In contrast, his teammate Karen Chen's costumes are all made by her mother.

She told The New York Times she had stayed awake for 20 hours, four days in a row making the latest one.

"I barely slept at all, but I wanted to make something really special," she said. "I know in the future I won't have this chance because she will have a different life, and I will miss this."

"I love it so much," Chen told AFP. "She does like 98 percent of the work. I just put in like two percent and by two percent just like,'Oh, that looks good'."

Latvia's Deniss Vasiljevs doesn't always get as much fashion support from his parents.

Asked what he thought they would be thinking after his free skate, he said:"My dad is probably complaining about my hair."

Vasiljevs' ponytail, the only one in the men's event, stayed resolutely intact despite its owner's dizzying spins and jumps.
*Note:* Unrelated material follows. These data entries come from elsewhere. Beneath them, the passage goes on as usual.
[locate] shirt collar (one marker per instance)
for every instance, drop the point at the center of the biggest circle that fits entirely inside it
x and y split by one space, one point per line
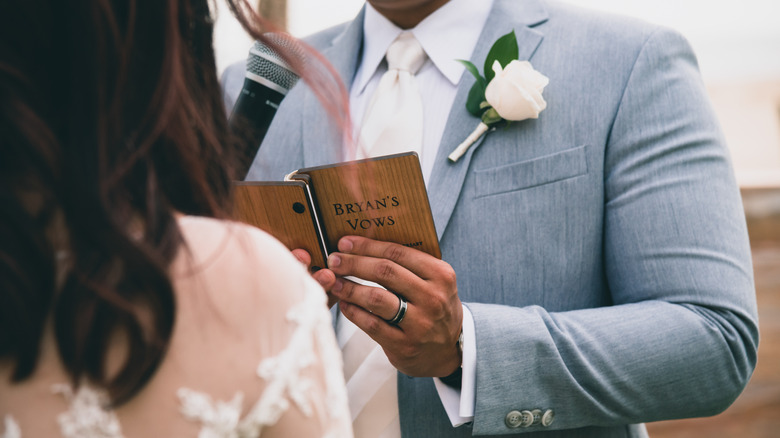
461 21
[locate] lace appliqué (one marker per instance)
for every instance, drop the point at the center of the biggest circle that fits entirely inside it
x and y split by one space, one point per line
86 417
283 374
11 428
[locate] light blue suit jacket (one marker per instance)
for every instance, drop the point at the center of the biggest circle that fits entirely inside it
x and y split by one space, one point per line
601 248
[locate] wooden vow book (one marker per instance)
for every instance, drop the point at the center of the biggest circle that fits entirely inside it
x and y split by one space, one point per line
382 198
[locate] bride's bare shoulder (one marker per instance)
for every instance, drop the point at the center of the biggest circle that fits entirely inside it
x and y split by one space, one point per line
234 258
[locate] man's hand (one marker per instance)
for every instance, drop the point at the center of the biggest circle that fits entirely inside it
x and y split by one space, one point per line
325 277
423 344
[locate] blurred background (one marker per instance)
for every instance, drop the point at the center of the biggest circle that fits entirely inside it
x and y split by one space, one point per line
738 47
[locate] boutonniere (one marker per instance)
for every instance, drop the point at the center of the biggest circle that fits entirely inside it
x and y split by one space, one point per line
511 90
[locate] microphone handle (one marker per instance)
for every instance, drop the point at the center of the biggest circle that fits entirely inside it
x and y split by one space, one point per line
252 115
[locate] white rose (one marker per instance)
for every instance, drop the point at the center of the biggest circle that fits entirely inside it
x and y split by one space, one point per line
516 91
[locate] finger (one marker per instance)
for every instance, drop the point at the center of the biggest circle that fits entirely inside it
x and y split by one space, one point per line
378 301
326 278
420 263
379 330
303 256
389 274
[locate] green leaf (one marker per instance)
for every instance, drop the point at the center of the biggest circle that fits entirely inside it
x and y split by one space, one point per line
475 99
504 51
473 69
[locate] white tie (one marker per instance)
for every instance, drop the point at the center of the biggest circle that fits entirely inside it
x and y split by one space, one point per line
393 120
392 124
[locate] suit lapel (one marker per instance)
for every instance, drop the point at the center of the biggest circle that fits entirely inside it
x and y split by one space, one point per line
322 141
447 178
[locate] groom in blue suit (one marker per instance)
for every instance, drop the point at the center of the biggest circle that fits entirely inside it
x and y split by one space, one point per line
600 251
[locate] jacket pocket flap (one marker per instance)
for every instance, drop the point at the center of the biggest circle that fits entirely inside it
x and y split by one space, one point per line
531 173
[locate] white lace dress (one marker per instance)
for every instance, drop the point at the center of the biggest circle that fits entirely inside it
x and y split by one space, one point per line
303 380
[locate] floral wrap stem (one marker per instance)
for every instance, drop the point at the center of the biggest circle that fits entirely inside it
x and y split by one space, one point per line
463 147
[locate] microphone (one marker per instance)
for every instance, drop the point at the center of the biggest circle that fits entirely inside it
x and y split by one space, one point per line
268 79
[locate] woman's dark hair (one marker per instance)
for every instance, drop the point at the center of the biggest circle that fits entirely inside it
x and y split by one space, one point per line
111 120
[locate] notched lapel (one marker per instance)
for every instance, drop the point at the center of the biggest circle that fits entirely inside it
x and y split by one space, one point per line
447 178
322 141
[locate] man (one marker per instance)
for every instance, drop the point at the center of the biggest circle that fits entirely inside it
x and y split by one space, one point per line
596 257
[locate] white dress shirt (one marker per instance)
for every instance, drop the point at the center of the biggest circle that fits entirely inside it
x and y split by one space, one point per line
448 34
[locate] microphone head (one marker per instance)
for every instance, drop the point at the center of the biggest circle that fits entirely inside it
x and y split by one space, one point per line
268 68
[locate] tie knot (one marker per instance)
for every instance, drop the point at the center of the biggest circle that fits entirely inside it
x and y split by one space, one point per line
405 54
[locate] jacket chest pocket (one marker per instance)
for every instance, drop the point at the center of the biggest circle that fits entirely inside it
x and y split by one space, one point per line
539 171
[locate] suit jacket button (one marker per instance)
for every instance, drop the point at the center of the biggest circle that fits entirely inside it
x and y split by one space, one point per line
513 419
548 418
537 417
528 418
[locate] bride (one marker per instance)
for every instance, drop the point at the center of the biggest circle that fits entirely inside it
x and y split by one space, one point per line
129 305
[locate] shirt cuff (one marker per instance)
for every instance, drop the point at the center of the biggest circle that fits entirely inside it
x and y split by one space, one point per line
460 404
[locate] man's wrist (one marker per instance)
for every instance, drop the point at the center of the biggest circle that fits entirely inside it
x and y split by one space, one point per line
455 379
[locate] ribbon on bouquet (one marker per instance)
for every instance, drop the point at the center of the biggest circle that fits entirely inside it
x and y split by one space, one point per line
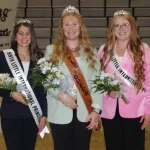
28 92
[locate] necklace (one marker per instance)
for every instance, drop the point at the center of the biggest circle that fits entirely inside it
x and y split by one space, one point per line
120 51
74 48
24 57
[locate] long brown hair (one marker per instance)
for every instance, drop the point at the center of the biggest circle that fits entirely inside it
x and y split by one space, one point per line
60 44
35 52
135 45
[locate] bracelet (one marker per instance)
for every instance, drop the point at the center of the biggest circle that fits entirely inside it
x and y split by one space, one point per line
96 110
11 94
65 96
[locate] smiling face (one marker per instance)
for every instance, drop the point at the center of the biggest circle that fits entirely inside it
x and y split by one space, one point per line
122 28
23 36
71 27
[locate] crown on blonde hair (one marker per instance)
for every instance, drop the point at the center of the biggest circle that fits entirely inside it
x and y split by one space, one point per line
24 21
121 12
70 9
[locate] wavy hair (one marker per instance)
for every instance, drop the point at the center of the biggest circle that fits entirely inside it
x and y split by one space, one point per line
136 49
34 50
60 42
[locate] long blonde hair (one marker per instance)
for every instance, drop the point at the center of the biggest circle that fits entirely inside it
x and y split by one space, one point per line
135 45
60 44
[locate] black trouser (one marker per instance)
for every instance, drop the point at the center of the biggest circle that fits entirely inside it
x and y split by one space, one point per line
19 134
72 136
123 133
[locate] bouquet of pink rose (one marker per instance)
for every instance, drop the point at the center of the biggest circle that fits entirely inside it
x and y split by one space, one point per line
107 83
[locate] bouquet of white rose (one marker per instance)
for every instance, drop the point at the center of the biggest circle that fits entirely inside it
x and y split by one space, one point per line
46 73
107 83
6 82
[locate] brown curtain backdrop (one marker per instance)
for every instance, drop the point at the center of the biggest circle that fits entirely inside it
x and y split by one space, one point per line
7 19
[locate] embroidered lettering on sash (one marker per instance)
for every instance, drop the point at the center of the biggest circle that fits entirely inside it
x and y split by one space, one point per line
21 80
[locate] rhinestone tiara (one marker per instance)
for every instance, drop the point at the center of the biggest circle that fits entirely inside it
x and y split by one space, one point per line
24 21
70 9
121 12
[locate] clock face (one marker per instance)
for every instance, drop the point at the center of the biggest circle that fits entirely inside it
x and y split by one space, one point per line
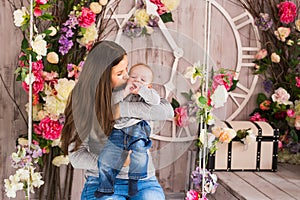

"I started my season with my hair like a rooster," he said. "I was just trying different things and somehow it's holding and I'm happy."

National pride

Some at the Games have used their clothes to showcase their countries' culture.

Donovan Carrillo, Mexico's first figure skater in 30 years, performed his short program in a dazzling gold-and-black shirt custom-made for him by a Mexican designer. "I love it!" he joyously told journalists afterward.

He followed that up by emerging from his free skate in a jacket adorned with Mexican lucha libre wrestling face masks.

"I'm super happy because since I was a kid I always liked to watch it with my dad," Carrillo said.

He said one of the people involved in the team jacket's design was Hubertus von Hohenlohe, Mexico's only athlete at the 2014 Sochi Games, best remembered for his own idiosyncratic mariachi ski suit.

In pairs, China's Peng Cheng's and Jin Yang's outfits are inspired by Chinese ink painting and hand-stitched using traditional embroidery techniques from Suzhou, Jiangsu province.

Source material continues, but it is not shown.